Bug 1260194

Summary: Reproducible LVM errors on a few systems when .cache file contains a device that is no longer on the system
Product: Red Hat Enterprise Linux 6 Reporter: Alex Wang <alex.wang>
Component: lvm2Assignee: Peter Rajnoha <prajnoha>
lvm2 sub component: Devices, Filtering and Stacking (RHEL6) QA Contact: cluster-qe <cluster-qe>
Status: CLOSED ERRATA Docs Contact:
Severity: high    
Priority: high CC: agk, cmarthal, heinzm, jbrassow, jsvarova, msnitzer, prajnoha, prockai, rbednar, tlavigne, zkabelac
Version: 6.6Keywords: ZStream
Target Milestone: pre-dev-freeze   
Target Release: 6.8   
Hardware: All   
OS: Linux   
Whiteboard:
Fixed In Version: lvm2-2.02.140-1.el6 Doc Type: Bug Fix
Doc Text:
When the /etc/lvm/cache/.cache file contained an entry that did not exist, the code processed an uninitialized structure which led to unreliable behavior. As a consequence, an error message referencing an undefined (major, minor) pair was returned.
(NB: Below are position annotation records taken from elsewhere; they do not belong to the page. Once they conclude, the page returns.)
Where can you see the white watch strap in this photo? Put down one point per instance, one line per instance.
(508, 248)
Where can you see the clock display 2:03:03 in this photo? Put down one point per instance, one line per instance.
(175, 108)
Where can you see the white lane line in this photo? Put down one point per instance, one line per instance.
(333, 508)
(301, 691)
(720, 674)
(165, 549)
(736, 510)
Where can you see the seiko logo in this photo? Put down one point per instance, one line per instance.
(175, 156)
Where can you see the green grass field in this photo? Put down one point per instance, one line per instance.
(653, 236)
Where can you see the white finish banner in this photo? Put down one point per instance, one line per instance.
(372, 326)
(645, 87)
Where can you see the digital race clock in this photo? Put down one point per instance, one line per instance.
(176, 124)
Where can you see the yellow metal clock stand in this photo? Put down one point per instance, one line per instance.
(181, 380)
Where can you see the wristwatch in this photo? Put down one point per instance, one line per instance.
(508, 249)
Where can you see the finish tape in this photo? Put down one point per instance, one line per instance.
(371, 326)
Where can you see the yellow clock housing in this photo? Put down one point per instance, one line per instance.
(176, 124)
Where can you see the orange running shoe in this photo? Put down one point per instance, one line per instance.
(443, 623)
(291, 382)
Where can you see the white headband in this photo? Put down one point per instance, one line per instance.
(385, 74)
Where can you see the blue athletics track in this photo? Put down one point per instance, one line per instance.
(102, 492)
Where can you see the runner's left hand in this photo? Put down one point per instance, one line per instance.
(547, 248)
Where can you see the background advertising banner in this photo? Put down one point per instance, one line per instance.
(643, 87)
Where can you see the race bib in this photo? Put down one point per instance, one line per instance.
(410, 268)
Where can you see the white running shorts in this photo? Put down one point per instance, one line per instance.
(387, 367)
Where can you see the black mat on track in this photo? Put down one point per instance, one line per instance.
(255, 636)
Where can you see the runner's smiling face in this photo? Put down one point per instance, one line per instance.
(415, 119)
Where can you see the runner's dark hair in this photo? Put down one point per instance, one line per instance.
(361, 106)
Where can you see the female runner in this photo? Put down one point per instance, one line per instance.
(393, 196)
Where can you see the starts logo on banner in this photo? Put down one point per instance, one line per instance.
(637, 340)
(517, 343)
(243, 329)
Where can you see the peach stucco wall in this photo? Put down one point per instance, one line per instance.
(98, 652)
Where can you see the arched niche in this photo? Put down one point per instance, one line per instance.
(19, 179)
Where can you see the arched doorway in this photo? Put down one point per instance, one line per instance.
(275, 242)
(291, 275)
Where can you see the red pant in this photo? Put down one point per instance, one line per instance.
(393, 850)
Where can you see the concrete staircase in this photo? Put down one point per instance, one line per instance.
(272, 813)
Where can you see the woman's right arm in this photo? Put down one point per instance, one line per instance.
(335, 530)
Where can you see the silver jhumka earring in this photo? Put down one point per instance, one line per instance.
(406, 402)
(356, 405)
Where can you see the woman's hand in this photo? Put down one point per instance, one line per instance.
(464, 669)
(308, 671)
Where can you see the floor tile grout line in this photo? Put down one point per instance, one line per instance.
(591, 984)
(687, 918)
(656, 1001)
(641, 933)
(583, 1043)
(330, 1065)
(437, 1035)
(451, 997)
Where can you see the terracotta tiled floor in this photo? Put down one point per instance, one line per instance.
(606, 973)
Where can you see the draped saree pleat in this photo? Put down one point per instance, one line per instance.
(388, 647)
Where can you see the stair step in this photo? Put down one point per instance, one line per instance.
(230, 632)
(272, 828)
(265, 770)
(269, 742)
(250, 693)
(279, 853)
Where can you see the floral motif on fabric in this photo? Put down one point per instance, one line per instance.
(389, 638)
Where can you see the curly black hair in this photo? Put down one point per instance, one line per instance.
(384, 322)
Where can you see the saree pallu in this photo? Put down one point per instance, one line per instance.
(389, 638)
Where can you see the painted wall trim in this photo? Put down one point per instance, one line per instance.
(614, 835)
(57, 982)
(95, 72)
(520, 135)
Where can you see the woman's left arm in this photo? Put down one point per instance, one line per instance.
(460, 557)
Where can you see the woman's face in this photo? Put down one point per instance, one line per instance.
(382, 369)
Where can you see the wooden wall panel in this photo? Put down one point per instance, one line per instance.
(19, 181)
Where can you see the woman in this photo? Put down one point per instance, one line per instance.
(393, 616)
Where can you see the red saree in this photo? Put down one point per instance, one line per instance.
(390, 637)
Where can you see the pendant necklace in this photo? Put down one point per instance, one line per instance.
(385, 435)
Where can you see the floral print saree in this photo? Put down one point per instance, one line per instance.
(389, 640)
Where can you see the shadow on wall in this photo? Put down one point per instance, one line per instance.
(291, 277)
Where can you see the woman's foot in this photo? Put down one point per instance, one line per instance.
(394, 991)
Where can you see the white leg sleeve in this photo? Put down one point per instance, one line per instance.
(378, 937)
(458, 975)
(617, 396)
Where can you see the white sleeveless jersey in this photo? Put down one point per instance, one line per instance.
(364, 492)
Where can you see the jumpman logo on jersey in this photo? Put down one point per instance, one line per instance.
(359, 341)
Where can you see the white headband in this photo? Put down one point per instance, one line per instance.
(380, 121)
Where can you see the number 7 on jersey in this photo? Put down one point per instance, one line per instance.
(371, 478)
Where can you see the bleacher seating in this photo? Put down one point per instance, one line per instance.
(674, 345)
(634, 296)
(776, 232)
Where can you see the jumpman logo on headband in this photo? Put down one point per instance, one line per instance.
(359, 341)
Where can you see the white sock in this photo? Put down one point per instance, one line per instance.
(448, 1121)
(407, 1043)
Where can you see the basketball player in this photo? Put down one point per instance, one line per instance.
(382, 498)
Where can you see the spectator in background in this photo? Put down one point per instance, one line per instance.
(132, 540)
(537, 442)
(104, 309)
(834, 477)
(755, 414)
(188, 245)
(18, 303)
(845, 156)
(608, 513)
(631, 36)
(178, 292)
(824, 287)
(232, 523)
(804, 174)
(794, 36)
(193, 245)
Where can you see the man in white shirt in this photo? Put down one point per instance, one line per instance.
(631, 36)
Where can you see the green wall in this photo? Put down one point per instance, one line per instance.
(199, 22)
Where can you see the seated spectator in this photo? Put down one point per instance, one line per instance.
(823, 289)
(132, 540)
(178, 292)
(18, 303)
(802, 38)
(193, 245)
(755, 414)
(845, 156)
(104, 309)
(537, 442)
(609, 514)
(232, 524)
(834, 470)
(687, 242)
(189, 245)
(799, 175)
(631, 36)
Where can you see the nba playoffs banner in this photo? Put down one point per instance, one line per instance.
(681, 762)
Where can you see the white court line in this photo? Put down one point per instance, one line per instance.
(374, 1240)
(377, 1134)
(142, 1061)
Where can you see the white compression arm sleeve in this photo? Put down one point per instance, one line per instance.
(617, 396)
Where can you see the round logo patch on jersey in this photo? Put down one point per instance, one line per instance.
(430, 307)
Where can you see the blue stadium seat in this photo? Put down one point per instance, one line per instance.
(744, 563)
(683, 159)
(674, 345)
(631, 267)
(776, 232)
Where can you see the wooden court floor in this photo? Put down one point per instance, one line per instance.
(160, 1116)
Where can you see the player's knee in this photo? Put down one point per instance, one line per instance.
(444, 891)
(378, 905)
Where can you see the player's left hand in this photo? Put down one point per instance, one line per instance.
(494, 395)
With this update, non-existent devices are handled correctly while processing the .cache file, and the aforementioned error message is no longer generated.
Story Points: ---
Clone Of:
: 1261070 1261071 (view as bug list) Environment:
Last Closed: 2016-05-11 01:18:12 UTC Type: Bug
Regression: --- Mount Type: ---
Documentation: --- CRM:
Verified Versions: Category: ---
oVirt Team: --- RHEL 7.3 requirements from Atomic Host:
Cloudforms Team: --- Target Upstream Version:
Embargoed:
Bug Depends On:    
Bug Blocks: 1261070, 1261071, 1268411    

Description Alex Wang 2015-09-04 17:18:02 UTC
Created attachment 1070364 [details]
Verbose console output of vgchange from rc.sysinit

Description of problem:

After installation of lvm2 package lvm2-libs-2.02.118-3.el6_7.2.s390x the following errors shows up during boot on console:

Setting up Logical Volume Management:   /dev/VolGroup00/TmpVol00: stat failed: N
o such file or directory""                                                      
  Path /dev/VolGroup00/TmpVol00 no longer valid for device(0,1)""               

[Continues..]

In customer's case, package was installed during system update using YUM.  Customer downgraded the following packages and the error messages disappears

lvm2-2.02.118-3.el6_7.2.s390x
device-mapper-1.02.95-3.el6_7.2.s390x
lvm2-libs-2.02.118-3.el6_7.2.s390x
device-mapper-persistent-data-0.3.2-1.el6.s390x
device-mapper-libs-1.02.95-3.el6_7.2.s390x
device-mapper-event-1.02.95-3.el6_7.2.s390x
kpartx-0.4.9-87.el6.s390x
device-mapper-multipath-0.4.9-87.el6.s390x
device-mapper-event-libs-1.02.95-3.el6_7.2.s390x
device-mapper-multipath-libs-0.4.9-87.el6.s390x

Version-Release number of selected component (if applicable):

lvm2-libs-2.02.118-3.el6_7.2.s390x

How reproducible:

Everytime

Steps to Reproduce:
1. Run yum update to updated lvm2 package
2. Reboot server
3. 

Actual results:

Large amount of stat failed error

Expected results:

No errors should be displayed

Comment 3 Alasdair Kergon 2015-09-04 23:58:07 UTC
When the .cache file contains an entry that no longer exists, the code reads an uninitialised structure which leads to unreliable behaviour and the message with undefined major and minor numbers like "(0,1)".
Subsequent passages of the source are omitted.